Mike and I regularly talk about whether or not we think my cancer will make a recurrence. When I thought my diagnosis was just a fluke, I would whole-heartedly answer no, I don't think it will. I don't think that's my fate. But now, in light of new information, my answer is not so whole-hearted. There's doubt where there was none before. It's somewhat dis-empowering because it feels like I've lost some control over my future. At least when I thought I didn't a family history, I felt in control. But now ... as foolish as it is to think I have any control over things like this, I feel truly scared because it feels more unpredictable.

3 comments:

  1. It's so good to "See" you Melissa!! LOL.

    I love how your take charge personality is shining through.
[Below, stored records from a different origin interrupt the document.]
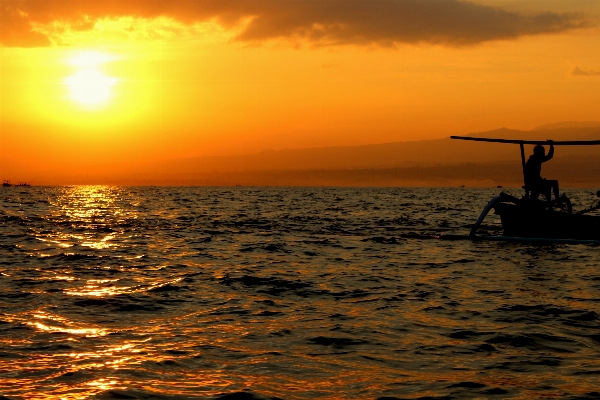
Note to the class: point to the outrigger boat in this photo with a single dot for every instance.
(530, 219)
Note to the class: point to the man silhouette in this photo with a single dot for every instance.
(533, 179)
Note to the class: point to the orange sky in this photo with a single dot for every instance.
(89, 81)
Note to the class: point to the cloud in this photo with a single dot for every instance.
(579, 72)
(321, 22)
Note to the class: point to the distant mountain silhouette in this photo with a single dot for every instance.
(397, 154)
(440, 162)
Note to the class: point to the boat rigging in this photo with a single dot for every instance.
(532, 219)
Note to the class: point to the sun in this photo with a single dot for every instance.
(89, 86)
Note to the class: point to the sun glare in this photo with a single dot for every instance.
(89, 86)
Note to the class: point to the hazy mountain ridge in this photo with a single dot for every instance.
(440, 162)
(395, 154)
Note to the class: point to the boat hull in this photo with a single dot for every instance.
(520, 221)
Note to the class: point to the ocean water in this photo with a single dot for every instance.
(291, 293)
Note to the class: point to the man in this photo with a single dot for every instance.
(533, 180)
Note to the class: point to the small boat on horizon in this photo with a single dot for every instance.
(531, 219)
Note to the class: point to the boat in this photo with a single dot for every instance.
(532, 219)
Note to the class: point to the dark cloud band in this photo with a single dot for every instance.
(325, 22)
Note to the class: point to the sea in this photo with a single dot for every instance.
(110, 292)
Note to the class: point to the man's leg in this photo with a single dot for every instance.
(554, 186)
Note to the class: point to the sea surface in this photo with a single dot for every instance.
(292, 293)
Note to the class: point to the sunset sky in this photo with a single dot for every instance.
(137, 80)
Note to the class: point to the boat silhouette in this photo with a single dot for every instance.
(531, 219)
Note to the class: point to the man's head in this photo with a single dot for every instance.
(539, 151)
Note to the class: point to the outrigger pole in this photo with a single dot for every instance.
(521, 144)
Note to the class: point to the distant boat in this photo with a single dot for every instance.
(531, 219)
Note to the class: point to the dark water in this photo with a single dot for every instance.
(295, 293)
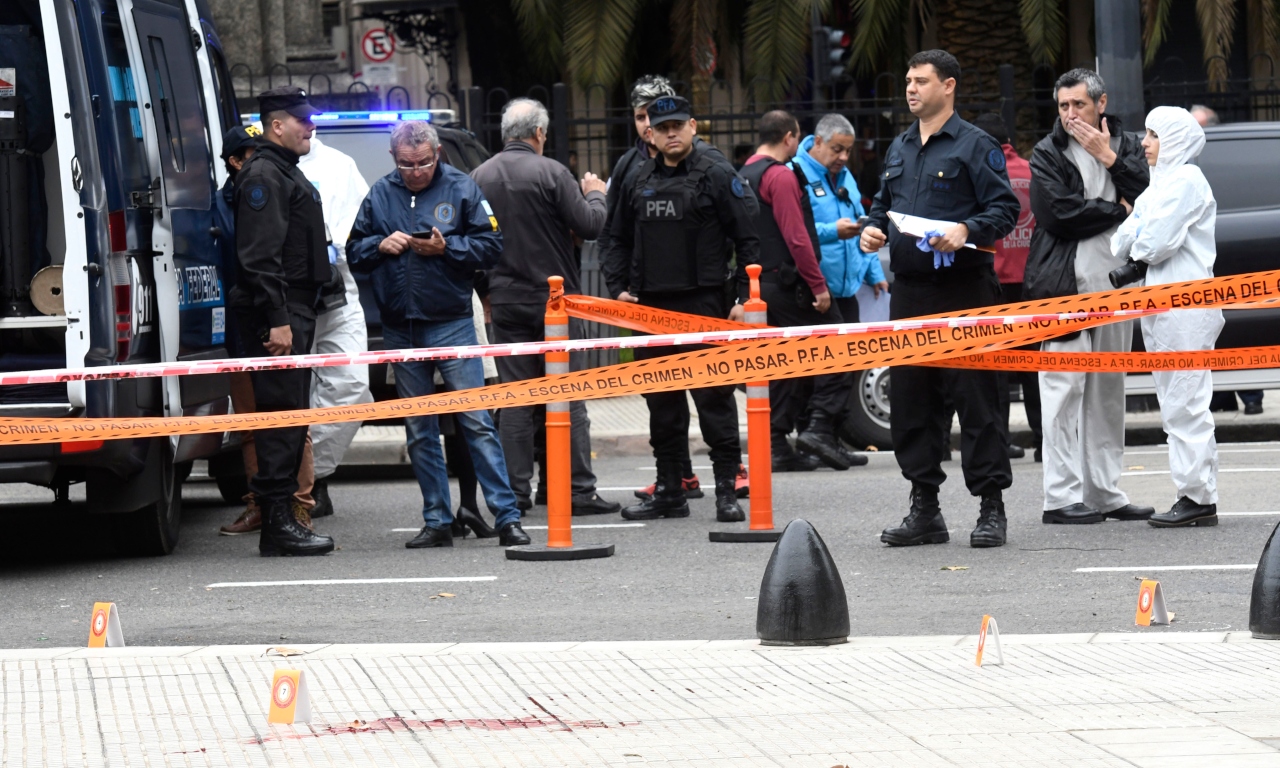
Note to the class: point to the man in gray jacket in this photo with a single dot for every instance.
(542, 208)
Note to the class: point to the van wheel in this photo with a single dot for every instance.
(865, 423)
(233, 488)
(152, 530)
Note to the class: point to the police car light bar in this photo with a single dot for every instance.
(430, 115)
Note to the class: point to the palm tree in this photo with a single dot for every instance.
(586, 40)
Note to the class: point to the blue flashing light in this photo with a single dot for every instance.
(366, 117)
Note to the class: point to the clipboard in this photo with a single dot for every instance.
(917, 227)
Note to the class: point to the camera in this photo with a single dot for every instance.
(1130, 272)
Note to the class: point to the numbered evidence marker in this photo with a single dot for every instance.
(988, 627)
(1151, 604)
(104, 629)
(289, 699)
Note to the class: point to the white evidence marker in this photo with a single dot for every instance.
(990, 630)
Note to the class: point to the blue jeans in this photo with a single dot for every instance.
(416, 379)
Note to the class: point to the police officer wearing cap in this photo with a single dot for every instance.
(944, 168)
(670, 237)
(282, 247)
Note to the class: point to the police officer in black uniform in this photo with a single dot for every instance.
(944, 168)
(671, 237)
(283, 252)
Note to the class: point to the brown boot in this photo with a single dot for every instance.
(302, 513)
(250, 521)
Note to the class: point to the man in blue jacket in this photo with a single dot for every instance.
(421, 234)
(823, 159)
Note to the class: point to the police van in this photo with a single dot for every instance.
(112, 115)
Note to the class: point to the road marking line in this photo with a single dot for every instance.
(543, 528)
(1220, 471)
(1150, 568)
(327, 581)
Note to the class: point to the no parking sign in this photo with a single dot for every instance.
(378, 45)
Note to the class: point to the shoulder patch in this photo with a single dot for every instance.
(996, 159)
(256, 195)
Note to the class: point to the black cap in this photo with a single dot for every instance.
(238, 138)
(668, 108)
(289, 99)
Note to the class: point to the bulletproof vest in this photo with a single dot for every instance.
(680, 242)
(773, 247)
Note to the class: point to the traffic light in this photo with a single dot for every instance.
(839, 50)
(831, 51)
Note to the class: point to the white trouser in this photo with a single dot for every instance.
(1184, 397)
(338, 330)
(1083, 423)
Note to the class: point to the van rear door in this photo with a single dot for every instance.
(187, 264)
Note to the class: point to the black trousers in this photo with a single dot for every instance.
(668, 411)
(279, 451)
(789, 397)
(918, 396)
(524, 429)
(1029, 380)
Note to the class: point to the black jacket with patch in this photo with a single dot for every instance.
(1064, 216)
(280, 238)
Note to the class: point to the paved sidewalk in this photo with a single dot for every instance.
(1166, 699)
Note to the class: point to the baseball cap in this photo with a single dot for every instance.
(291, 99)
(668, 108)
(238, 138)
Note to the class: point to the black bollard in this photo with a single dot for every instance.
(1265, 600)
(801, 597)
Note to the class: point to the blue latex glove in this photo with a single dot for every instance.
(940, 257)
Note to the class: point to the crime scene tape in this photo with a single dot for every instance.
(624, 314)
(1120, 362)
(759, 360)
(737, 334)
(1229, 291)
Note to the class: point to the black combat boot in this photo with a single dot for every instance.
(819, 439)
(667, 499)
(992, 525)
(282, 534)
(726, 501)
(922, 525)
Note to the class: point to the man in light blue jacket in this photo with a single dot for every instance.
(823, 158)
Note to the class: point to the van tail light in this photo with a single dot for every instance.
(81, 447)
(123, 321)
(118, 232)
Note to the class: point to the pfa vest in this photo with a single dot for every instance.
(773, 247)
(680, 242)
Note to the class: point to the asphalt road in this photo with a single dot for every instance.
(666, 581)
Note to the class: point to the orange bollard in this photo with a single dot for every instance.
(560, 493)
(758, 448)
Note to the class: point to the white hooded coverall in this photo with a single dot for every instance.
(342, 190)
(1171, 229)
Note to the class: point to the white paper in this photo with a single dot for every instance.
(918, 225)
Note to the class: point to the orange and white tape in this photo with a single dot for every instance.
(762, 360)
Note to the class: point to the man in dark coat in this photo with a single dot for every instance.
(1084, 178)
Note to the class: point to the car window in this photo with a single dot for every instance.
(1242, 172)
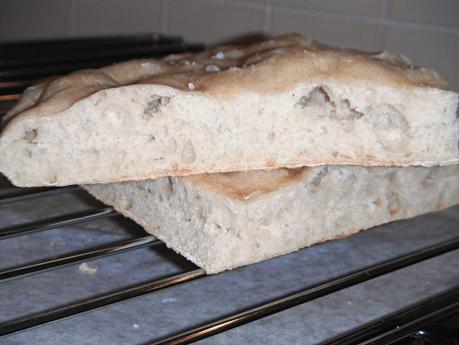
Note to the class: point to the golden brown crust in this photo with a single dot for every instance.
(248, 185)
(267, 67)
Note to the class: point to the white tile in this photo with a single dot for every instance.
(213, 22)
(356, 7)
(329, 29)
(25, 19)
(105, 17)
(439, 12)
(436, 50)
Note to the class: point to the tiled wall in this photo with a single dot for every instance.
(425, 30)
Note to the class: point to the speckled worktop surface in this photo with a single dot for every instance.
(167, 311)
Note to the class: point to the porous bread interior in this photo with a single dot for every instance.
(147, 131)
(218, 230)
(285, 102)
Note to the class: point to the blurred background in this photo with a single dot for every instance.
(425, 30)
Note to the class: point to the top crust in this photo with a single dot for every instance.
(267, 67)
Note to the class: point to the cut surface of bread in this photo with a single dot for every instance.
(285, 102)
(222, 221)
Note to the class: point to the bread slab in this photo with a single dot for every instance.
(222, 221)
(285, 102)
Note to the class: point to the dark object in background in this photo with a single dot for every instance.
(22, 64)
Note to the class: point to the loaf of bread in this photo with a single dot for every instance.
(285, 102)
(222, 221)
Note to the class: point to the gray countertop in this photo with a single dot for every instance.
(162, 313)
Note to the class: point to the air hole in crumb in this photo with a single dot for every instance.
(188, 155)
(30, 136)
(316, 97)
(154, 104)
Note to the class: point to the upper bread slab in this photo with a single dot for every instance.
(285, 102)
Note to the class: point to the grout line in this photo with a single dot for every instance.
(267, 26)
(384, 5)
(384, 8)
(164, 14)
(367, 19)
(421, 26)
(239, 3)
(73, 18)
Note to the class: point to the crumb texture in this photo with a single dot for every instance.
(206, 219)
(281, 103)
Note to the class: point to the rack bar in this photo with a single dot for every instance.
(78, 256)
(41, 47)
(55, 222)
(308, 294)
(403, 323)
(23, 194)
(85, 55)
(44, 68)
(79, 307)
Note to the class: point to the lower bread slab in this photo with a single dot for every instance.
(222, 221)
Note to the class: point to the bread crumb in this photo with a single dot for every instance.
(212, 68)
(219, 55)
(86, 268)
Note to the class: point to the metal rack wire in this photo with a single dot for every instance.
(395, 326)
(13, 79)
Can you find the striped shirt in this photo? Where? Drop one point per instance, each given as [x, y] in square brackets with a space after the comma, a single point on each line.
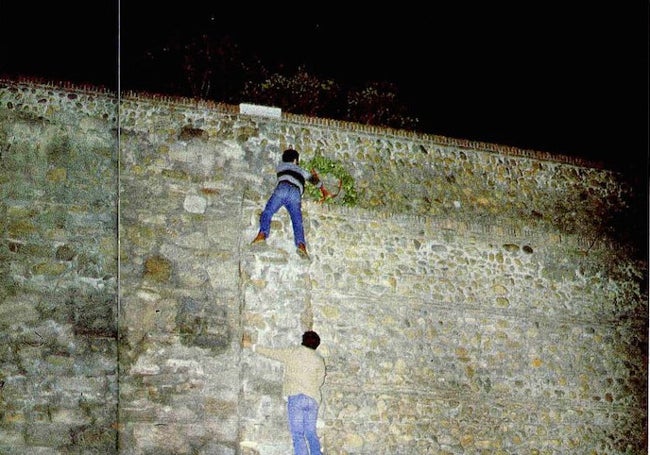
[294, 174]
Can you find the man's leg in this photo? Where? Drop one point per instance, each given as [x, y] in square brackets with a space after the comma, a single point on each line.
[272, 206]
[311, 415]
[296, 424]
[294, 207]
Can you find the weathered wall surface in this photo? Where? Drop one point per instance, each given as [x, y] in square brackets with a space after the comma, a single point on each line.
[58, 270]
[472, 299]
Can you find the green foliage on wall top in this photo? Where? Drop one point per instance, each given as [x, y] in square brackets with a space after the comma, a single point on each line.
[332, 174]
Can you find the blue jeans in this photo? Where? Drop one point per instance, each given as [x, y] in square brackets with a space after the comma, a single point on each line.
[303, 413]
[287, 195]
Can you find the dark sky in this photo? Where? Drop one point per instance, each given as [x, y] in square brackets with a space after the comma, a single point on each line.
[561, 77]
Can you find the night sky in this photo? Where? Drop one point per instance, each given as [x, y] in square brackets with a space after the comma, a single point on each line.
[547, 76]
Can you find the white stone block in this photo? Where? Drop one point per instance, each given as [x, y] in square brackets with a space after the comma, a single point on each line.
[263, 111]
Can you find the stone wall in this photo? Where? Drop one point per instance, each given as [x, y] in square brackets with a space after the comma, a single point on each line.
[471, 298]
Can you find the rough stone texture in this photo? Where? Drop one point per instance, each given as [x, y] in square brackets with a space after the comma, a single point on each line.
[475, 299]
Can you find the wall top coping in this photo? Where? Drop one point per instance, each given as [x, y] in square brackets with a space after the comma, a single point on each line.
[147, 97]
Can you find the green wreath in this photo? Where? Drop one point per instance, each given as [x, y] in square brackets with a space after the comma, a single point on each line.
[326, 166]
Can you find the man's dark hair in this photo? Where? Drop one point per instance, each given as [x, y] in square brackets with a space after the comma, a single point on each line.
[289, 155]
[310, 339]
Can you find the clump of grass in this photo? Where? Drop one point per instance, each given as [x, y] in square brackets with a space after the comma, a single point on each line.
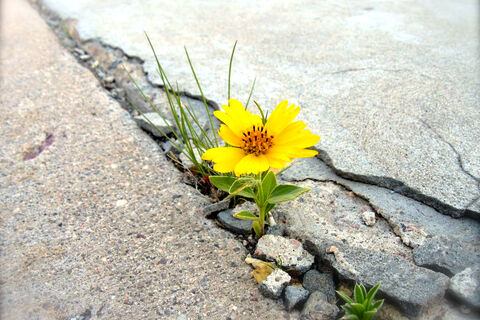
[362, 306]
[188, 135]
I think cancer will always always change us in some ways, most good.

    I also understand the fear that comes with recurrence.. In fact I JUST posted a post about it yesterday. I would think the fear goes away the further you are from the diagnosis, but who knows if that is true?

    A proactive thing you may want to look into is genetic testing. I too, think (hope?) that my getting cancer young is a fluke. My oncologist suggested genetic testing to see if I have the BCRA1 and BCRA2 mutations. If I don't - it was a total fluke and if I do, I'll know I did the right thing by removing my breasts instead of a lumpectomy. (Peace of mind)

    Thinking of you often, and it was nice to see that you posted :)

    ReplyDelete
  2. Hey Michelle! I've actually been tested for the BRCA mutations and mine both came back with no mutation, so I don't have the genetic predisposition in that regard. I thought, like you, that since my tests came back negative that mine was a total fluke. Then I started digging around in our family history to turn up that we actually had a stronger familial history of cancer than I originally thought. I thought we didn't have any to speak of, and it turned out we did. So in addition to getting tested for the BRCA genetic mutations, I would say dig around in your family history as much as possible.

    I'll pop over to your blog and see what you've been up to. I've been so busy lately that I'm surprised I found a quite moment to post on mine! I hope you're doing well and are starting to feel like yourself again. Lots of love and support coming your way,
    Melissa

    ReplyDelete
  3. You are right. Life is strange. It gives us so many highs and lows, but keeps on moving. But whatever happens, life has to move.